European stock markets yesterday were dragged down by the plunge in US markets. Bloomberg reports:
European stocks fell to a four-week low after disappointing earnings from the largest U.S. mortgage lender pushed financial shares lower and the U.K.'s worst floods in 60 years weighed on retailers...
Europe's Dow Jones Stoxx 600 Index lost 1.5 percent to 388.94, as all 18 industry groups retreated. The index has declined 2.8 percent from a 6 1/2-year high reached June 1 on concern losses in the U.S. mortgage market will erode earnings for financial companies.
Economic data from Europe yesterday were mixed.
Eurostat reports that industrial new orders increased by 1.7 percent in May in the euro area and by 3.2 percent in the EU27, rebounding from falls in April.
However, data for more recent periods indicate that the European economies may be slowing. From Bloomberg:
Growth in Europe's manufacturing and service industries, which account for two thirds of the economy, slowed more than economists forecast in July as the euro rose to a record and oil prices increased.
Royal Bank of Scotland Group Plc said its combined index, spanning industries from autos to banking and airlines in the 13- nation euro region, fell to 57.3 from 57.8 in June...
Royal Bank of Scotland's manufacturing index fell to 54.8 from 55.6 in June while its gauge of services growth declined to 58.1 from 58.3. Today's report is an initial estimate of the indexes...

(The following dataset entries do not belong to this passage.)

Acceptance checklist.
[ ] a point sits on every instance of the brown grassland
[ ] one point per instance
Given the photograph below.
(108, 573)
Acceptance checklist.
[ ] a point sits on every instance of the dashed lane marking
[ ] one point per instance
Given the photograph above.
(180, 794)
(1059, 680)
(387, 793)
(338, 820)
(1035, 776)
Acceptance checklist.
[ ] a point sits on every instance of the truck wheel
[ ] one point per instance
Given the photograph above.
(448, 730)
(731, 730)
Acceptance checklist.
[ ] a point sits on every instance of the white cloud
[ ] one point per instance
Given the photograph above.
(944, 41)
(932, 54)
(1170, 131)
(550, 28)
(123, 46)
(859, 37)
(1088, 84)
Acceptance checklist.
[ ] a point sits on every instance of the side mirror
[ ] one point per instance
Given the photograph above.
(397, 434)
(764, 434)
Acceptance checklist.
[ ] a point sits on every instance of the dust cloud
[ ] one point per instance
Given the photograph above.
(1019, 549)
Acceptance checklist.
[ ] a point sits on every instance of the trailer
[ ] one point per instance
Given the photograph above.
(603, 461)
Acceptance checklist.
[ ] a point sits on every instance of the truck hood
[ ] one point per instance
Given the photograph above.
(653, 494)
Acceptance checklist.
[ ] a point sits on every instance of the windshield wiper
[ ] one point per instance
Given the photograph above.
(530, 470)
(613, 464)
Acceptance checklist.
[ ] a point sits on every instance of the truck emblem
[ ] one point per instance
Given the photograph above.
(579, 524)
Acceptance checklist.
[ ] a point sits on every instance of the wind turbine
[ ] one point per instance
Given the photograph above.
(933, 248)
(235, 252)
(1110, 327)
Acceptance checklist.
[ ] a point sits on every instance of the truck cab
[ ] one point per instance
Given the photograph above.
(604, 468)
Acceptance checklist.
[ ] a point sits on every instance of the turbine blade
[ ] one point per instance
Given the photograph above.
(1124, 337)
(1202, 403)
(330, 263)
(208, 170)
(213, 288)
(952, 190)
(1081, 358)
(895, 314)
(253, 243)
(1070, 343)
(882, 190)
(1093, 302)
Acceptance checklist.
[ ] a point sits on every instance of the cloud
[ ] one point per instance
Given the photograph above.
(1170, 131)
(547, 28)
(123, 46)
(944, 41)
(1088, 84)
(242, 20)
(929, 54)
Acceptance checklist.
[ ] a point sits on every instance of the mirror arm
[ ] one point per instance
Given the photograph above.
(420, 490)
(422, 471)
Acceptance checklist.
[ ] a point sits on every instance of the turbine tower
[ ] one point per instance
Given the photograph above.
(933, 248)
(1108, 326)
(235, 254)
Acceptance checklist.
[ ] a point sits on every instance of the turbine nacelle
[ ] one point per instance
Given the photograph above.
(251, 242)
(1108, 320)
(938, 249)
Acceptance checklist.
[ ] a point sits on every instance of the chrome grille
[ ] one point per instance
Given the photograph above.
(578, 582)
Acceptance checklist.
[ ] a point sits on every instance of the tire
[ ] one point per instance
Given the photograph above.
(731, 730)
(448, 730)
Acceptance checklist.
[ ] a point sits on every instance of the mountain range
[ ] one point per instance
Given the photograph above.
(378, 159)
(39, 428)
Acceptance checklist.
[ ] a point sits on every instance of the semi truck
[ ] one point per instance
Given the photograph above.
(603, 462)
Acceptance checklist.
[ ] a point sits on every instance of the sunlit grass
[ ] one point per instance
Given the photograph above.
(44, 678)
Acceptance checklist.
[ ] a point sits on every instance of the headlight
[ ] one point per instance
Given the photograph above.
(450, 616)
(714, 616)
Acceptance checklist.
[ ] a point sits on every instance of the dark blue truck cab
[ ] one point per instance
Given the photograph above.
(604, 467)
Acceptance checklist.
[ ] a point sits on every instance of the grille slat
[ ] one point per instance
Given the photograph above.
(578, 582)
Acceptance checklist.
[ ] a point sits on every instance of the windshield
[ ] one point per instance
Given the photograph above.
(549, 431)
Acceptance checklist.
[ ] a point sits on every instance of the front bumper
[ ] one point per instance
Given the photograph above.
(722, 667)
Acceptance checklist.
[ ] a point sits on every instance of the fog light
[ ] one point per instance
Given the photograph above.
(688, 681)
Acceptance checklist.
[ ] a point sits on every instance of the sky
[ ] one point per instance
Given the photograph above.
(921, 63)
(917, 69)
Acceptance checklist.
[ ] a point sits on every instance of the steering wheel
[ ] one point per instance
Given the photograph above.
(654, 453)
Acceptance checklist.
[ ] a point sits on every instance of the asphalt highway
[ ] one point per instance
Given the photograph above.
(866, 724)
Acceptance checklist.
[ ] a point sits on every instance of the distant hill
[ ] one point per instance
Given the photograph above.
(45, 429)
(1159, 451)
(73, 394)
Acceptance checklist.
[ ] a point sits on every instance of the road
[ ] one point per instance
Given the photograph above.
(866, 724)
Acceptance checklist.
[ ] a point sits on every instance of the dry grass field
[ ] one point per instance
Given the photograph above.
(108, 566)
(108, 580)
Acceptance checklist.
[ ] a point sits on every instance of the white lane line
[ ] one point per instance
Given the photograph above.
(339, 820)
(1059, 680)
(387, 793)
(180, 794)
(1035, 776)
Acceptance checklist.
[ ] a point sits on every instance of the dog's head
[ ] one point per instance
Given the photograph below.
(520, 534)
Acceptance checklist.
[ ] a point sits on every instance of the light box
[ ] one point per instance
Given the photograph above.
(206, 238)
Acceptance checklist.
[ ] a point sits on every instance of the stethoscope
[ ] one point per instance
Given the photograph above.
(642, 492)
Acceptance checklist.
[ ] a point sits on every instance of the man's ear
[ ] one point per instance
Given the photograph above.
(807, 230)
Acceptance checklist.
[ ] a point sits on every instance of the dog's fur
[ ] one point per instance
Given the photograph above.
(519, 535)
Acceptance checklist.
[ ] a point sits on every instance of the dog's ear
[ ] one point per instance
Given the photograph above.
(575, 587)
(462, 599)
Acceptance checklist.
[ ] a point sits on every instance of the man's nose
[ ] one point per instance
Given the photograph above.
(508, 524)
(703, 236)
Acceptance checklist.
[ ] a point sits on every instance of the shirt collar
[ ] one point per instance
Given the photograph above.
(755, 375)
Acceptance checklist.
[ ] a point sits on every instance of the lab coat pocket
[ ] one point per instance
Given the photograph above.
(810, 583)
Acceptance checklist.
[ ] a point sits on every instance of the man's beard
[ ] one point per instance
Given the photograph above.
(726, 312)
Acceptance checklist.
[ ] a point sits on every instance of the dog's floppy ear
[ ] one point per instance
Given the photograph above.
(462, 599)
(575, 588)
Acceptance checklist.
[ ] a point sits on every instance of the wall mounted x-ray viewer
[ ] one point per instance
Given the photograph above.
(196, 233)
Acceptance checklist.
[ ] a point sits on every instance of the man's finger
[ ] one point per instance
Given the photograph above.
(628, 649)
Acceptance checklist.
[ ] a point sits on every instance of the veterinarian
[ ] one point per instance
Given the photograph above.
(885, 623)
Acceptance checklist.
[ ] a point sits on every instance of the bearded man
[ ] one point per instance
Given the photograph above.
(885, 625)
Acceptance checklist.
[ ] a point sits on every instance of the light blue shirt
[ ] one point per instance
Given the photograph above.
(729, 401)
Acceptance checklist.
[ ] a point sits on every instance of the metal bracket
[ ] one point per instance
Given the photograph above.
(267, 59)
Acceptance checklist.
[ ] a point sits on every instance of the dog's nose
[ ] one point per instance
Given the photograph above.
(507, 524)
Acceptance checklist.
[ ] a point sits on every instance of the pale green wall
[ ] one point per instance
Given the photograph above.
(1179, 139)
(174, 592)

New manufacturing orders fell to their lowest since November 2005, while in the services sector orders reached the highest level since June last year, today's report showed...
French consumer spending on manufactured goods jumped 1.6 percent in June from May, more than twice as much as expected, as unemployment fell in Europe's third largest economy, Insee, the Paris-based national statistics office, said today...
Italian consumer confidence remained near a 14-month low in July as households fretted about higher gasoline prices, while German import prices increased more than economists predicted in June, led by higher oil costs, reports today showed.
There was also weakness in manufacturing in the UK, where the Confederation of British Industry said yesterday that its monthly manufacturing order books balance fell to -6 in July from +8 in June.